Twisting her wedding ring around her finger, Lisa tried thinking back to the events of the Priddy Woods. Her mind simply refused to do it. All she could picture was a small yellow figure running away from her in the shrouded tangle of spruces.
Was Alec right? Was she the one who needed medical help, and not the toddler she’d brought with her? That could not be the only explanation. Alec had also been alarmed by the bloating, had noticed the aggression. Even Betsy had admitted Janus was waterlogged.
‘Nothing at all to worry about, I’m sure,’ Dr Morgenstein assured Lisa suavely. ‘Naturally we’ll send all the samples to the laboratory.’ He smiled benignly. ‘A very healthy toddler, Mrs Wildmore. If you have two more like him you’ve very lucky.’
‘I know,’ she said. ‘I’ve got a marvellous family. And after thinking I was infertile, too!’
‘You were worried about infertility?’
Had that been an unwise thing to say? ‘Some years ago,’ she brushed it off. ‘When we were still in London.’
‘You took fertility drugs?’
‘About five years ago.’
‘I see.’ He made more notes. ‘There is just one small thing.’
‘Yes?’
‘I see Janus wears an earring.’ The paediatrician looked at her reflectively.
He thinks I’m a bit of a hippy, Lisa realised. A one-time layabout who’s married a successful man.
‘Is there any special reason for that?’
Lisa laughed, relieved. ‘Oh, that,’ she said. ‘Each of the triplets wears a precious metal earring in his left ear. It’s just so that we can be sure of telling them apart. They really are identical, you see.’
‘You mean you can’t tell the difference?’ He sounded interested for the first time that morning.
‘We can tell the difference, of course. It’s to help the staff at the playschool.’
‘I see. They already go to playschool.’
‘They were longing to join their elder brother,’ Lisa said defensively. ‘Anyway, Janus wears a gold earring, Jeffrey wears platinum and James wears silver. I’m told precious metals don’t cause allergies.’
‘That may be true in general, Mrs Wildmore,’ the doctor said gravely. ‘But I do suggest you take Janus’s earring off. I think you may have noticed an allergy to that. If there’s no problem with the other two, you can always tell which one he is by the absence of an earring.’
Dr Morgenstein walked over to Lisa, patting Janus on the head, then put his finger on the child’s left earlobe. He undid the clasp, slipped out the earring, and handed it to Lisa.
‘I think you’ll find that will solve your problem,’ he smiled at her. ‘But if you’re worried again don’t hesitate to get in touch.’

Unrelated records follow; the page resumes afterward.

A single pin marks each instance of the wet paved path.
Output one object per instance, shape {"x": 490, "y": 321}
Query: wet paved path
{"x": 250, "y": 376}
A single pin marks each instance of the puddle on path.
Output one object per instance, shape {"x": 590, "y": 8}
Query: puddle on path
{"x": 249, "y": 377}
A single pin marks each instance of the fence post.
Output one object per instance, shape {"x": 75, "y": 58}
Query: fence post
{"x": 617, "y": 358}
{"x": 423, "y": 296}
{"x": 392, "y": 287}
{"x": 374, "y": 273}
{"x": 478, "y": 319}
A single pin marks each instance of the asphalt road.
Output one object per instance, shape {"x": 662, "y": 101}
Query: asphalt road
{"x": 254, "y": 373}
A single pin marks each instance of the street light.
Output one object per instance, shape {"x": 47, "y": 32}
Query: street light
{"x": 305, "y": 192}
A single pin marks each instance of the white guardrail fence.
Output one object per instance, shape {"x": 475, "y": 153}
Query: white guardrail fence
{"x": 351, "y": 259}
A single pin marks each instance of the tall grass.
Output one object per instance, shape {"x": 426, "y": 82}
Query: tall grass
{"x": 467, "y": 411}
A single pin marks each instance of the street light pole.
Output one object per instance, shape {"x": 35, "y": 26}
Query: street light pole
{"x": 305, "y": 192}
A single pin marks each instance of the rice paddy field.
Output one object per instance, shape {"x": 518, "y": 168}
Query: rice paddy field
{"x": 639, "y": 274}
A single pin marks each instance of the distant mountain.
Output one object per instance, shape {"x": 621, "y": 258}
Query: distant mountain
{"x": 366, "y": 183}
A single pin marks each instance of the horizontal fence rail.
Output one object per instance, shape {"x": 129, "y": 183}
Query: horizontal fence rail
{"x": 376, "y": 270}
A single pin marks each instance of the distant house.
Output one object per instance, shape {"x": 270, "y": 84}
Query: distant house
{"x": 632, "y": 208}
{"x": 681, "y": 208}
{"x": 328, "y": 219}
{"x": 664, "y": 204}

Lisa slipped the earring on the small fingertip of her left hand for the second time that day, her heart missing several beats. She stood, unsteadily, to leave. The child on her arm smiled radiantly at her, and clapped his hands. She was tiring rapidly.

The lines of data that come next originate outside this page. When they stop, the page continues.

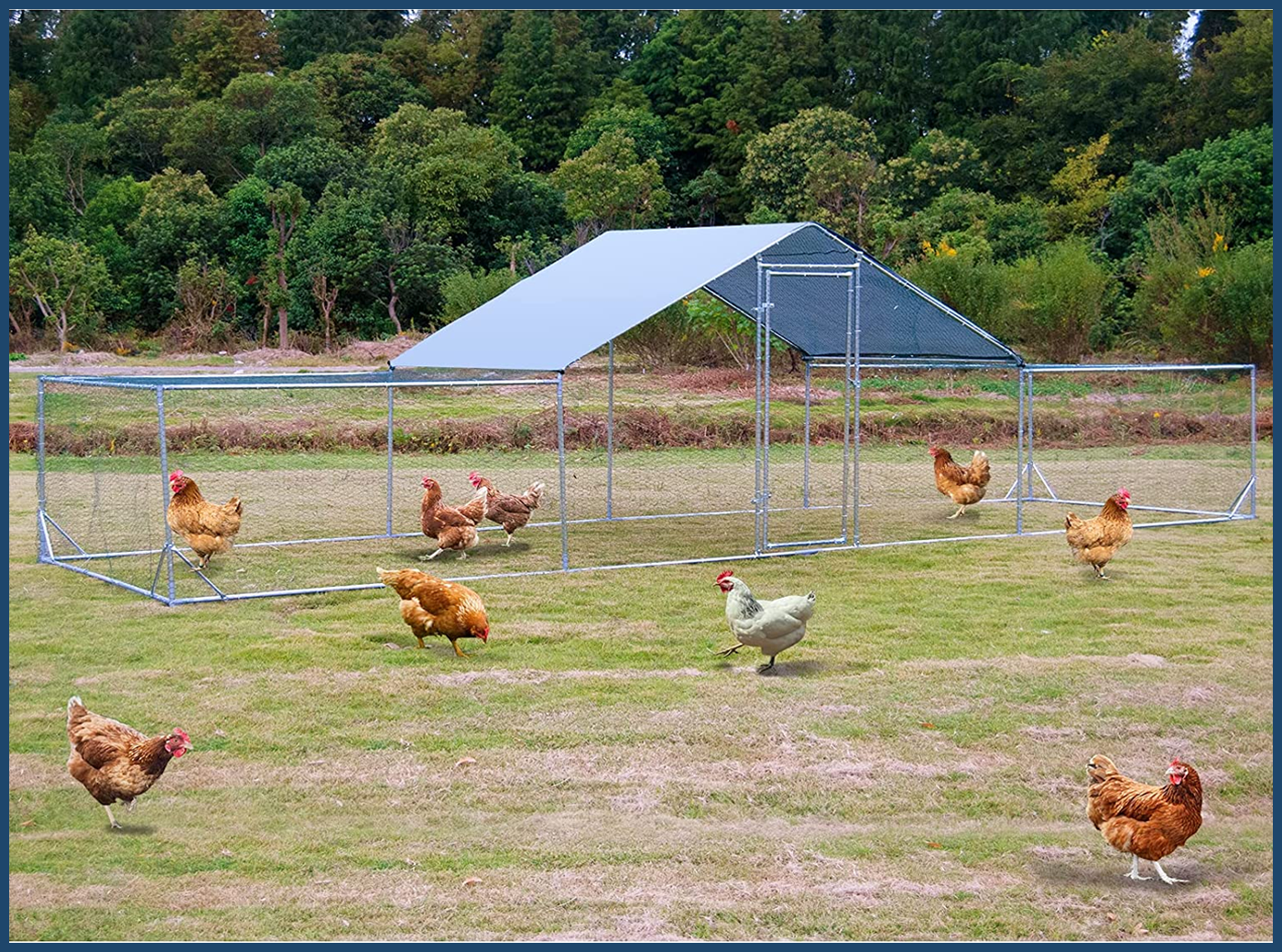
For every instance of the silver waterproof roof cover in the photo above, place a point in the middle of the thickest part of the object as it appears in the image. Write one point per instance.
(596, 292)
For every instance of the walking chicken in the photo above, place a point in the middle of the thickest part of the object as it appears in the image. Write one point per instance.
(207, 526)
(769, 625)
(446, 525)
(114, 762)
(1150, 823)
(435, 606)
(510, 512)
(963, 484)
(1096, 541)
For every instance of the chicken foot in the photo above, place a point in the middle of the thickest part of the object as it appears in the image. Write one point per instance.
(1135, 869)
(1162, 874)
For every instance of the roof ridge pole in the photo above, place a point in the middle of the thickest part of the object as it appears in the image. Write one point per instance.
(560, 459)
(164, 492)
(756, 477)
(609, 438)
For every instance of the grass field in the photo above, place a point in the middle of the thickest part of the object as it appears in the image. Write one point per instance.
(916, 768)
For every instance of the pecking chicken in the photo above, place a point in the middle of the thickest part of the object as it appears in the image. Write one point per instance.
(433, 606)
(1150, 823)
(772, 625)
(208, 528)
(1096, 541)
(115, 762)
(446, 525)
(509, 512)
(963, 484)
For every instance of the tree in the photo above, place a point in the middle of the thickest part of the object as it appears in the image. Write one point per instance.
(254, 114)
(358, 90)
(609, 185)
(64, 278)
(310, 163)
(457, 64)
(177, 221)
(73, 146)
(215, 47)
(1233, 81)
(438, 168)
(1083, 194)
(307, 35)
(288, 207)
(548, 77)
(779, 160)
(884, 58)
(649, 134)
(138, 124)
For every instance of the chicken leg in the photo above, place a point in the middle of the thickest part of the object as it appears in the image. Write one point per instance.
(1162, 874)
(1135, 869)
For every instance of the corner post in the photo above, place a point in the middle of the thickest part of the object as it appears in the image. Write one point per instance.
(759, 311)
(164, 492)
(766, 307)
(44, 551)
(858, 382)
(1019, 459)
(1253, 439)
(609, 438)
(390, 465)
(805, 458)
(560, 459)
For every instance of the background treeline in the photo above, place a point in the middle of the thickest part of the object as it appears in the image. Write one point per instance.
(1074, 181)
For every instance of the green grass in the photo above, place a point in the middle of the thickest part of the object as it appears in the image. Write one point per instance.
(914, 770)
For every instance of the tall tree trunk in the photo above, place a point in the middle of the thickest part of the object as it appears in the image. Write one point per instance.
(282, 311)
(393, 300)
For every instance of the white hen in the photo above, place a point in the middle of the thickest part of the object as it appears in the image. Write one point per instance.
(771, 625)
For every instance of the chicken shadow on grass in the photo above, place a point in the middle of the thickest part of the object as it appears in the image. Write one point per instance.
(1098, 872)
(782, 669)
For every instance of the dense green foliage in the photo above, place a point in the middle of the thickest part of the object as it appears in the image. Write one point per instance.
(363, 173)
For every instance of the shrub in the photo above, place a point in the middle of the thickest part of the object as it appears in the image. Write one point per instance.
(464, 291)
(1059, 300)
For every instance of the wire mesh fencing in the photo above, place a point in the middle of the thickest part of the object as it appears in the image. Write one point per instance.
(329, 470)
(1181, 439)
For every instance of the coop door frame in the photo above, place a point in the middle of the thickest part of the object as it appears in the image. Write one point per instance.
(766, 273)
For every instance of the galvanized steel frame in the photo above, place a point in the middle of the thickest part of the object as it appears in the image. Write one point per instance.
(1021, 492)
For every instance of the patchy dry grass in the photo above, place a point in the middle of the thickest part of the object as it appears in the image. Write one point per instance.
(914, 770)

‘I didn’t leave his walking reins with you, did I?’ she asked the receptionist as she was leaving. ‘They’re yellow, to match Jansy’s T-shirt.’
‘I don’t think you brought any in here, Mrs Wildmore.’

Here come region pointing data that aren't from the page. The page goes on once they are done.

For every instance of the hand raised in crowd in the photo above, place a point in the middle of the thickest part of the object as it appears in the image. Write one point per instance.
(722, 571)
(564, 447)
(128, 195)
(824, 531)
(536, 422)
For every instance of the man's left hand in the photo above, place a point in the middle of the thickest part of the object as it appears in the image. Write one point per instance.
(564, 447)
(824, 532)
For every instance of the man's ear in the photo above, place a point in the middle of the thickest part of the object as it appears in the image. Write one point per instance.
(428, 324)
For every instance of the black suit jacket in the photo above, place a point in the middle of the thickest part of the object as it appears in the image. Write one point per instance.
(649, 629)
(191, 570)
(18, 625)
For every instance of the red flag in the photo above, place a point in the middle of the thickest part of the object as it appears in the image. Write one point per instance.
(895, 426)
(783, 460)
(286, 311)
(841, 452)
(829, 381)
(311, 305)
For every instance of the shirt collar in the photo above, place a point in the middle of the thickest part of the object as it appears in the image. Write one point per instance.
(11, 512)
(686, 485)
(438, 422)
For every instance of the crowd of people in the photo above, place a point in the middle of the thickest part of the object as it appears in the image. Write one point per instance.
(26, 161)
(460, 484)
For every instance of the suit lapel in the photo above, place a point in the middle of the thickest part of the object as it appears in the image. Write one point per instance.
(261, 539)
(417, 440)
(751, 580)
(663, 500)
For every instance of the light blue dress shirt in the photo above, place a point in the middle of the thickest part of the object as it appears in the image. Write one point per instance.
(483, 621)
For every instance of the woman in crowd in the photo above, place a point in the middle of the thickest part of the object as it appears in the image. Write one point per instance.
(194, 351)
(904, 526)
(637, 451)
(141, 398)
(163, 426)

Morgenstein, Lisa thought as she was driving back, was obviously going to ring Gilmore at the first opportunity and tell him that Lisa herself, not Janus, was medically unsound. Morgenstein’s modulated, soothing voice spelled menace to her.
She looked at the smiling dimply child strapped in his seat. He was gurgling happily, trying out the sounds of speech, the image of Jeffrey and James. This was her son Janus: her very own son. Love for him swept over her.
She must have hallucinated what she thought she’d seen in the Priddy Woods, must have allowed her tears and the flickering shadows to mislead her. As for the walking reins - she’d definitely lost those. But that could have a perfectly simple explanation. She’d simply left them where she’d taken Janus’s clothes off, where she’d allowed him to pee, and then forgotten them.
She smiled radiantly. The little boy with her was perfectly normal. The doctor had said there was nothing wrong with him, been quite certain about it.
Lisa sang out loud. She was completely sure she’d finally been freed from the cloner. She’d left him in the Priddy Woods, a product of her fertile imagination.